When kids discovered it, as expected, they started playing with it. Within two days, they had learned and taught one another to drag, drop, create files and folders, and slowly started navigating the Internet. Remember, they had no classrooms, no tests and, of course, no teachers.
Sugata Mitra describes it as a “Hole-in-the-Wall” experiment where he tested his theories of Minimally Invasive Education and carried out similar experiments in South Africa and Italy.
Children were given access to computers with high-speed Internet and filmed to determine how they interacted with the system and what they learned. They have learnt it themselves quickly and shared the knowledge with their peers.
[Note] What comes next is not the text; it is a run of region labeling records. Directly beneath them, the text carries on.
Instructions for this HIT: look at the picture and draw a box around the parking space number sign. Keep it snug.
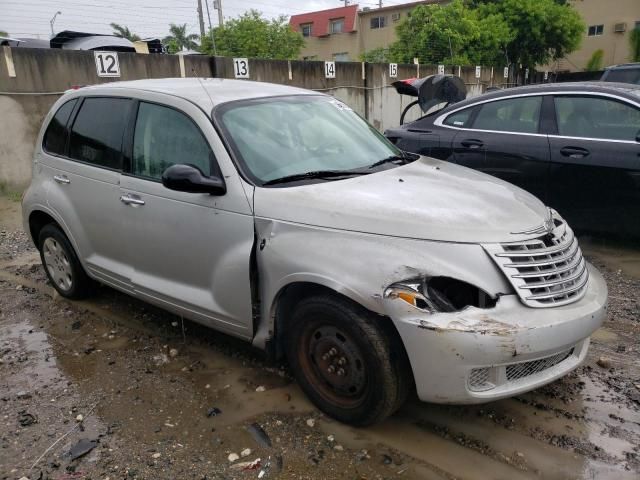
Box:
[324,62,336,78]
[233,58,249,78]
[93,51,120,77]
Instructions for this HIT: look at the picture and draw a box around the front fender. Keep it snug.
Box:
[254,218,513,348]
In fact, US futurologist Alvin Toffler called it another wave of people-to-people learning that short-circuits the formal education system of classroom teaching or guru teaching methods.
In a paid economy, he said these children were able to teach us how shared knowledge is the future of the economy. This could drastically reduce the cost of crossing the digital divide, he reminded us.
Read: Peer Learning – The Future of Online Education (April 29, 2022)
The results of this experiment reinforced the value of E-learning but equally challenged a lot of basic tenets of the western education process.
Beyond the school or online, it seems that children can teach themselves and each other if they are motivated by curiosity and peer interest.
It is evident already in many offices and workplaces where peer learning is the norm today. A new recruit learns more from his colleague than what he had learnt in the classroom or online.